The sub-class of plaintiffs who held options to purchase common units (the “Option Holder Plaintiffs”) allege that defendant NuScale breached the Option Plan through the restructuring and adoption of the 6th Operating Agreement. Compl. ¶¶ 86-90, ECF 1. They assert that the Option Plan “required that, in any recapitalization, the Option Holders receive the same proportional interest after a recapitalization that they had prior to the recapitalization (that is, 1:1).” Id. ¶ 8.

Defendant NuScale argues that (1) Section 8.2 of the Option Plan controls because the changes to the option units were done pursuant to a plan of merger; and (2) Section 8.1 of the Option Plan does not apply. The argument regarding the merger and its effect on the Option Plan is equally unavailing here as it was for the 5th Operating Agreement, as explained above. Supra, Section III.A.2. As for Section 8.1 of the Option Plan, the Option Holder Plaintiffs have adequately stated a claim for breach of contract based on that provision. The analysis begins with the “recapitalization” provision of the 6th Operating Agreement, Section 2.1(c), which describes how the outstanding preferred units would be “re-classified” into common units:

(c) Recapitalization. Immediately upon the effectiveness of this Agreement and without any action required on the part of the Company or any Member, (i) each Series A Preferred Unit, Series A-1 Preferred Unit, Series A-2 Preferred Unit, Series A-3 Preferred Unit, Series A-4 Preferred Unit, Series A-5 Preferred Unit and Common Unit (each, as defined in the Fifth Operating Agreement) of the Company issued and outstanding immediately prior to the effective time of this Agreement shall be re-classified into 1.5818, 1.5818, 1.5636, 1.5576, 1.5818, 1.6303, and 1.00, Common Units of the Company, respectively, and immediately after such reclassification (ii) each Common Unit issued and outstanding immediately prior to the Effective Time (including each Common Unit issued pursuant to the immediately preceding clause (i)) shall be re-classified into a number of Class B Units equal to the Exchange Ratio (as defined in the Merger Agreement) (collectively, the “Recapitalization”).

Goldberg Decl.
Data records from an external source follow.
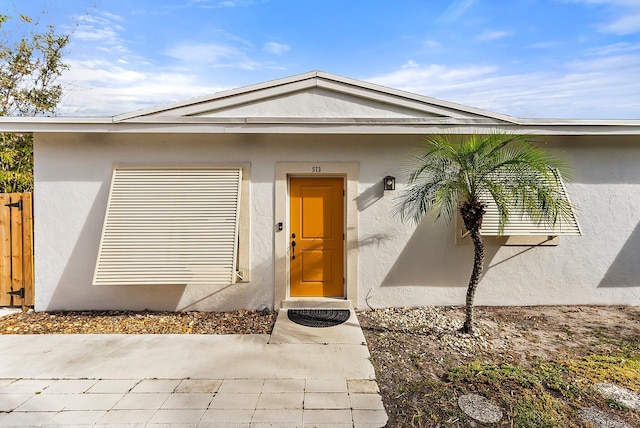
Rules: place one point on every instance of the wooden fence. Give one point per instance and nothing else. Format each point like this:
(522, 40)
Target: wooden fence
(16, 250)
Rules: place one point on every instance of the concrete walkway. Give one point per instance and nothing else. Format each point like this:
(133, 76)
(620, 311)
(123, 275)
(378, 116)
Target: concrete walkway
(295, 377)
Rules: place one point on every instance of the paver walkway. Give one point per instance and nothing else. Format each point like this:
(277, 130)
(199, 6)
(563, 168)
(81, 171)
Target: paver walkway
(296, 377)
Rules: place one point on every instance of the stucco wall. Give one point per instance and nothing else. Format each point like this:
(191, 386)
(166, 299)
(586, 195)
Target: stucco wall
(399, 265)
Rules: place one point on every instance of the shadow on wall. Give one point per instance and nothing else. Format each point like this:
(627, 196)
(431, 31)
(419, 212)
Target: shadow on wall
(432, 258)
(370, 196)
(625, 269)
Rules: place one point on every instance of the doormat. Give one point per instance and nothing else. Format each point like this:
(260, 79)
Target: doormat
(318, 317)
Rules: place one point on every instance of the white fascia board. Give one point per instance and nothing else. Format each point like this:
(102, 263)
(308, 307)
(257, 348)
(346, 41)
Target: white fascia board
(216, 125)
(246, 93)
(415, 101)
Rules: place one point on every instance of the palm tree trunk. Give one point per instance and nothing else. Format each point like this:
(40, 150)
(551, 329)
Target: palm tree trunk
(472, 213)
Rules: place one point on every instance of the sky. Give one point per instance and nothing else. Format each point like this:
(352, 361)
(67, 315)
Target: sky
(524, 58)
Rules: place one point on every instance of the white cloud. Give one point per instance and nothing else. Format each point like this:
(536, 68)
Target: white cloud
(215, 54)
(99, 29)
(625, 16)
(455, 11)
(492, 35)
(276, 48)
(592, 88)
(100, 88)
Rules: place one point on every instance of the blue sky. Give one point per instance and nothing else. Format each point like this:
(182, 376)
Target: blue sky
(525, 58)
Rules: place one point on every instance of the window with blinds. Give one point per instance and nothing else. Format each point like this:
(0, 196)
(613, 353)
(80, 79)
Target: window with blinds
(523, 225)
(170, 226)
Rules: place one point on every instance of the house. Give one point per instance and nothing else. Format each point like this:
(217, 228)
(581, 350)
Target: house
(272, 195)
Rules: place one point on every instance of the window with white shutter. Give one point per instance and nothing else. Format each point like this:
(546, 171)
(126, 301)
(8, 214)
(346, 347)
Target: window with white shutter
(520, 228)
(171, 226)
(522, 225)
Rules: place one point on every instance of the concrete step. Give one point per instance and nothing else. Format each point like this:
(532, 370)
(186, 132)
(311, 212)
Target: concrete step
(315, 303)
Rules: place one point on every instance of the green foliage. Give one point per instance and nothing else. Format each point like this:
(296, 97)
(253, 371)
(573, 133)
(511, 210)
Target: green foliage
(30, 64)
(508, 169)
(464, 173)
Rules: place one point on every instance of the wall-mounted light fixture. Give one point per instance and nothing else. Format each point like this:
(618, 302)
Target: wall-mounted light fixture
(389, 183)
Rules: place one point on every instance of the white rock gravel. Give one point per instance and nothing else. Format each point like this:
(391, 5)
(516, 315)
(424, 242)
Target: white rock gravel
(601, 419)
(440, 323)
(479, 408)
(619, 394)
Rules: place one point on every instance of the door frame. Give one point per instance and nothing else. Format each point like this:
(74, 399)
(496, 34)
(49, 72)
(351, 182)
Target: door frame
(284, 170)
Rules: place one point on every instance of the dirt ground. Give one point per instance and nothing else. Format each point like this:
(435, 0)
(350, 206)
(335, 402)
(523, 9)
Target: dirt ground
(539, 365)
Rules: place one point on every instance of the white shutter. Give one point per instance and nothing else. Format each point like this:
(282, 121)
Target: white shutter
(170, 226)
(522, 225)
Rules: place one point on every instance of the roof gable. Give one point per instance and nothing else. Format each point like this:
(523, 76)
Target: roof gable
(315, 95)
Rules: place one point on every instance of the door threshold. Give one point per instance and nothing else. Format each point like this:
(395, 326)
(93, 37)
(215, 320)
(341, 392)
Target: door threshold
(315, 303)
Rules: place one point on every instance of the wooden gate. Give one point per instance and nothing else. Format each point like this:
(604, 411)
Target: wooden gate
(16, 250)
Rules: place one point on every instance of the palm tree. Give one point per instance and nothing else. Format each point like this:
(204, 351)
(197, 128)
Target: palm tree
(462, 174)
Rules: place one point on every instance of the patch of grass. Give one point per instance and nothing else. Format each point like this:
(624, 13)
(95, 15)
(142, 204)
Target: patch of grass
(622, 369)
(538, 411)
(535, 394)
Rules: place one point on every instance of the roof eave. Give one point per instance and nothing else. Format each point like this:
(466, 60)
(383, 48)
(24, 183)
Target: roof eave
(279, 125)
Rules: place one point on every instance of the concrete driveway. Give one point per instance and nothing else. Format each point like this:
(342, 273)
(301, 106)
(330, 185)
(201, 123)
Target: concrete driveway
(297, 376)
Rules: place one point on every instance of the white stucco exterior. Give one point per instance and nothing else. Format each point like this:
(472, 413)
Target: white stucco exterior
(389, 263)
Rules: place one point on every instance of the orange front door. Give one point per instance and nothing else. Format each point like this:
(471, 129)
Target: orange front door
(316, 237)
Ex. 2 at 338, ECF 19-2.

The number of outstanding common units was therefore increased by the re-classification of preferred units into common units, and then those outstanding common units were re-classified into Class B units of the new company.

Section 8.1 of the Option Agreement provides that if the number of outstanding common units were “increased or decreased or changed into or exchanged for a different number or kind of units” by, among other things “reclassification,” then the option holders' “proportionate interest before and after” must be “maintained.” Defendant NuScale insists that only preferred units were changed via the 6th Operating Agreement and that Section 8.1 only applies to changes to common units. The Option Holder Plaintiffs allege that through the reclassification, the preferred units were “converted into an increased number . . . of common units,” which “necessarily diluted the interests of the” Option Holder Plaintiffs. Compl. ¶¶ 47-48, ECF 1.

Id., Ex. 3 at 7, ECF 19-3.

Assuming those allegations are true, the number of common units was “increased” by reason of a re-classification at some point, which fits squarely under the terms of Section 8.1. That is sufficient at this stage to state a claim for breach of contract against defendant NuScale based on Section 8.1 of the Option Plan and the dilution of the Option Holder Plaintiffs' interests via the preferred conversion.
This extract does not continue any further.